The bridge was dedicated and opened on November 28, 1981. This was during a period of activity by the "Solidarity" movement. As a concession from the Polish People's Republic, the bridge was named for general Stefan Rowecki (whose pseudonym was "Grot"), prominent for his role as the leader of the Polish Underground State during World War 2, which was an extraordinary event in the communist country at that time. The dedication of the bridge turned into a mass demonstration by army veterans and the democratic opposition.

==Description==
Next to the Siekierkowski Bridge, the General Stefan "Grot" Rowecki Bridge is one of the largest bridges in Warsaw and one of the busiest. The bridge is 645 meters long and it consists of two structurally independent parts, each of which currently has five lanes.

The bridge originally had eight lanes. It was almost inaccessible to pedestrians and cyclists, with bicycles prohibited on the Toruń thoroughfare and the bridges two very narrow sidewalks separated from the roadway by traffic barriers, impeding the passage of bikes.

==Reconstruction for the S8 expressway ==
In September 2009, the General Directorate for National Roads and Highways (GDDKiA) began an extensive refurbishment of the Toruń thoroughfare, along with the bridge, to upgrade it into an expressway. The bridge was widened to ten lanes (five in each direction), four central lanes carry express traffic, while the six lanes on the sides serve local traffic with interchanges with streets running along the river. After the completion of the reconstruction and the construction of a link between Konotopa and Powązkowska Street, the whole route forms a part of the S8 expressway. The widening of the bridge also allowed adding a dedicated cycling lane and wide walkway along the sides of the bridge.
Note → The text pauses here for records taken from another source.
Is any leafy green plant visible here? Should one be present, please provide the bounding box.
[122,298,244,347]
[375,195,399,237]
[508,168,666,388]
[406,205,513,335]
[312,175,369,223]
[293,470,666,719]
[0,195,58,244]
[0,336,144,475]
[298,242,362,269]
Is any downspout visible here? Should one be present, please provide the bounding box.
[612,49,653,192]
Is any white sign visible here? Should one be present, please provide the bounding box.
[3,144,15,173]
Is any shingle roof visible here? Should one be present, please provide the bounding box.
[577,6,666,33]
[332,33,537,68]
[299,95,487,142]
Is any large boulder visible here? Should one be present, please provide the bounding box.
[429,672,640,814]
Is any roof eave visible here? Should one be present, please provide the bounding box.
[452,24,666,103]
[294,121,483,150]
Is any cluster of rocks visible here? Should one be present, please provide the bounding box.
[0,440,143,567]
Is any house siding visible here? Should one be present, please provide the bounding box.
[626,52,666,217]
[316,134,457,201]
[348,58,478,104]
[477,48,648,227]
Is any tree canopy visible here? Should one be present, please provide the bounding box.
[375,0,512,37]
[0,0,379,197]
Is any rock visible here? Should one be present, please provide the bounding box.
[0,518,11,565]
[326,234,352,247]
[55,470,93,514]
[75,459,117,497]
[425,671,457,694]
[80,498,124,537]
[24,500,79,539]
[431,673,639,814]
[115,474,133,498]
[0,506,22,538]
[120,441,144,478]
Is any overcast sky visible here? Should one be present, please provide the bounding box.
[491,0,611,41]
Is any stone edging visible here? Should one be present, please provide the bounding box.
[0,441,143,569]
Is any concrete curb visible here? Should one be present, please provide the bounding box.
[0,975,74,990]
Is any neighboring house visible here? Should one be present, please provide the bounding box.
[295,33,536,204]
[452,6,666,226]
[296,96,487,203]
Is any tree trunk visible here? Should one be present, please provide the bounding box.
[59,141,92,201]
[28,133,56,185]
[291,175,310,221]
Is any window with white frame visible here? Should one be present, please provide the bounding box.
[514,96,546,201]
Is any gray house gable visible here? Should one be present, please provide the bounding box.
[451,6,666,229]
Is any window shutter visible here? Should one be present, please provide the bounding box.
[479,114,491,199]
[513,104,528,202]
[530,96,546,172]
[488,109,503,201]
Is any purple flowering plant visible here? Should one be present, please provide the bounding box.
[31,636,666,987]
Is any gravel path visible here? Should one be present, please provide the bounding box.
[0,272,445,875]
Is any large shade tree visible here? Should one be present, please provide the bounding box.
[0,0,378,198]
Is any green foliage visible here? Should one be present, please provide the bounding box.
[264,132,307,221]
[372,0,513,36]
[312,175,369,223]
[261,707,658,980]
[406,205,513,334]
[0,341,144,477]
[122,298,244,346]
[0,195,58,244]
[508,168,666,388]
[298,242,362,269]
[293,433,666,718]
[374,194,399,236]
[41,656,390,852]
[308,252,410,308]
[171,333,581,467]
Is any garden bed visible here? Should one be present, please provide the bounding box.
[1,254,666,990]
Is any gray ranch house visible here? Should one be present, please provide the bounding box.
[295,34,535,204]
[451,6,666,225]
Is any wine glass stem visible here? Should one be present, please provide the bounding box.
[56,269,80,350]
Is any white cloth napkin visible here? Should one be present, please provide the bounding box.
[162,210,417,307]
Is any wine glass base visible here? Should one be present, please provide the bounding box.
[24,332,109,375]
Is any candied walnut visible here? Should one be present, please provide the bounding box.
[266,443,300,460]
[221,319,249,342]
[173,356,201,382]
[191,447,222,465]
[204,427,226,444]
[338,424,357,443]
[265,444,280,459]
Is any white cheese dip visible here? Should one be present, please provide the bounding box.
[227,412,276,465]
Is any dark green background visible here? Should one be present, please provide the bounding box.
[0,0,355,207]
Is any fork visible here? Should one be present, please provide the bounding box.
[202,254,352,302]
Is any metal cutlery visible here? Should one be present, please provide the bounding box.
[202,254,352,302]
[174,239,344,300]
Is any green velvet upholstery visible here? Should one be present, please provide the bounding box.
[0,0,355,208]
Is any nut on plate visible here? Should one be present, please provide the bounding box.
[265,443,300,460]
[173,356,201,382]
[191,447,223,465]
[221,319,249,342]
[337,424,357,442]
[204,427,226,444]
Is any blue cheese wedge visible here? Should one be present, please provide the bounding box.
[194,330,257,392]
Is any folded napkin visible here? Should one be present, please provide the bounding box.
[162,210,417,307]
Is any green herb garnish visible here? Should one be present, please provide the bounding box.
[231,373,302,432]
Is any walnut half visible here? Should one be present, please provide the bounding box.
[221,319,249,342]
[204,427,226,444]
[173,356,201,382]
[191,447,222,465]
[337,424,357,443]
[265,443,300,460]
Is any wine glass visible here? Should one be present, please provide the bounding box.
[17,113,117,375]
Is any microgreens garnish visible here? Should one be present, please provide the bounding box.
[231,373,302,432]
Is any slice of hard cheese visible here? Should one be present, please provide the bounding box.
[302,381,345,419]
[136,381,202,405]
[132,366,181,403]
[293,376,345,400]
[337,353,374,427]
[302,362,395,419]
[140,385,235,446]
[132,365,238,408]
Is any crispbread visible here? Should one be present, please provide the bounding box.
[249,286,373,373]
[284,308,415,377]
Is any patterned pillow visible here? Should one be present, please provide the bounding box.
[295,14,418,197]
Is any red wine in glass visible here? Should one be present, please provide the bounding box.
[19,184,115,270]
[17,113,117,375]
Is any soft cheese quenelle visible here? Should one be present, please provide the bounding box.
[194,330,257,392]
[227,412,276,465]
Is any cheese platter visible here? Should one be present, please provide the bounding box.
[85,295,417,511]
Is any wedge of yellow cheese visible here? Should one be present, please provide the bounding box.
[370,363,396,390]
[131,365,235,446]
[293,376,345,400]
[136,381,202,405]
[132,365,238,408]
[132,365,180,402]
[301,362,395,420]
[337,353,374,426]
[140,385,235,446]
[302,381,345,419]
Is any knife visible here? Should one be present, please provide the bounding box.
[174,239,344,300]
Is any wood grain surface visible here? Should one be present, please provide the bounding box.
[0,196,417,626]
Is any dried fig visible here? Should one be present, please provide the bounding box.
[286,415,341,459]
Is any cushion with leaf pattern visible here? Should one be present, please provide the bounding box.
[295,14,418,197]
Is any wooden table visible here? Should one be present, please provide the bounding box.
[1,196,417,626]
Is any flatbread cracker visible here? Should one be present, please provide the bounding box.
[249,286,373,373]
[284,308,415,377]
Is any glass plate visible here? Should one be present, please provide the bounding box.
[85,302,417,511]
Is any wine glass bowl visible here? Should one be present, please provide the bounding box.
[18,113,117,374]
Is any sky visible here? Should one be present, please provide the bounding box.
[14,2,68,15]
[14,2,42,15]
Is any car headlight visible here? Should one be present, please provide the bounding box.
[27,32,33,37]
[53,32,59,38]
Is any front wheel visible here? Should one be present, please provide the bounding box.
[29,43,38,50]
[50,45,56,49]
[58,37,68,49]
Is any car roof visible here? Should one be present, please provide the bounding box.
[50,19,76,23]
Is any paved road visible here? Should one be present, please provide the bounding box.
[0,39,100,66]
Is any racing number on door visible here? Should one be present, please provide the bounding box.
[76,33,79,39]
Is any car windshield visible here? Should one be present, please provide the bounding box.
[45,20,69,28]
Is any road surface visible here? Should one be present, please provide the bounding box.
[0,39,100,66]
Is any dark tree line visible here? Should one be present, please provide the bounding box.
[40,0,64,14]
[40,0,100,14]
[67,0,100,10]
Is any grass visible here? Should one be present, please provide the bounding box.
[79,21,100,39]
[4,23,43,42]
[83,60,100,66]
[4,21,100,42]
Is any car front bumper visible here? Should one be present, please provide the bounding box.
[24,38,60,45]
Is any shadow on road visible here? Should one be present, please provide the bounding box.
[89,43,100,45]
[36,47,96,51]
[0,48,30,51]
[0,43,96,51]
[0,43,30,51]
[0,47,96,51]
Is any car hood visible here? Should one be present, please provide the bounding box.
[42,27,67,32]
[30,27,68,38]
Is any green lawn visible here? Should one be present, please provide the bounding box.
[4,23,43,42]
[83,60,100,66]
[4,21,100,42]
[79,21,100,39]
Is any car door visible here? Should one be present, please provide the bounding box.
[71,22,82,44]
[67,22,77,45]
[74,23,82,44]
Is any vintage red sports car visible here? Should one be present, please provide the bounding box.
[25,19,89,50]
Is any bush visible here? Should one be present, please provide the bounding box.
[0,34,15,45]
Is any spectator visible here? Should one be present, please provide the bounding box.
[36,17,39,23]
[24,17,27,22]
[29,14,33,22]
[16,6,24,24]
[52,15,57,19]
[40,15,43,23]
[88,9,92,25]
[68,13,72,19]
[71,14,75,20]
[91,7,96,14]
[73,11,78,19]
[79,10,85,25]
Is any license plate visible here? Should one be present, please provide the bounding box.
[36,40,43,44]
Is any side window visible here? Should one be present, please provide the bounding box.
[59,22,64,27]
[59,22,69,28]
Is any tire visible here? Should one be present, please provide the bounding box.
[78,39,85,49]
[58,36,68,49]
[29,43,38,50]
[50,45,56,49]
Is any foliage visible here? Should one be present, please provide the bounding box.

The project was planned for 2008 through to 2010, but the city's problems with the construction of the new Maria Skłodowska-Curie Bridge caused investment delays because of the lack of alternative routes during the reconstruction of the bridge.

The contract for reconstruction was finally signed in July 2013 and the work finished by October 2015 and the bridge has reopened. Modernization of the bridge involved widening of two independent decks with braced cantilevers by a total of more than 9 m and strengthening the structure by external prestressing. The design included increasing the load capacity of the bridge by using over 100 straight prestressed tendons on each of two superstructures.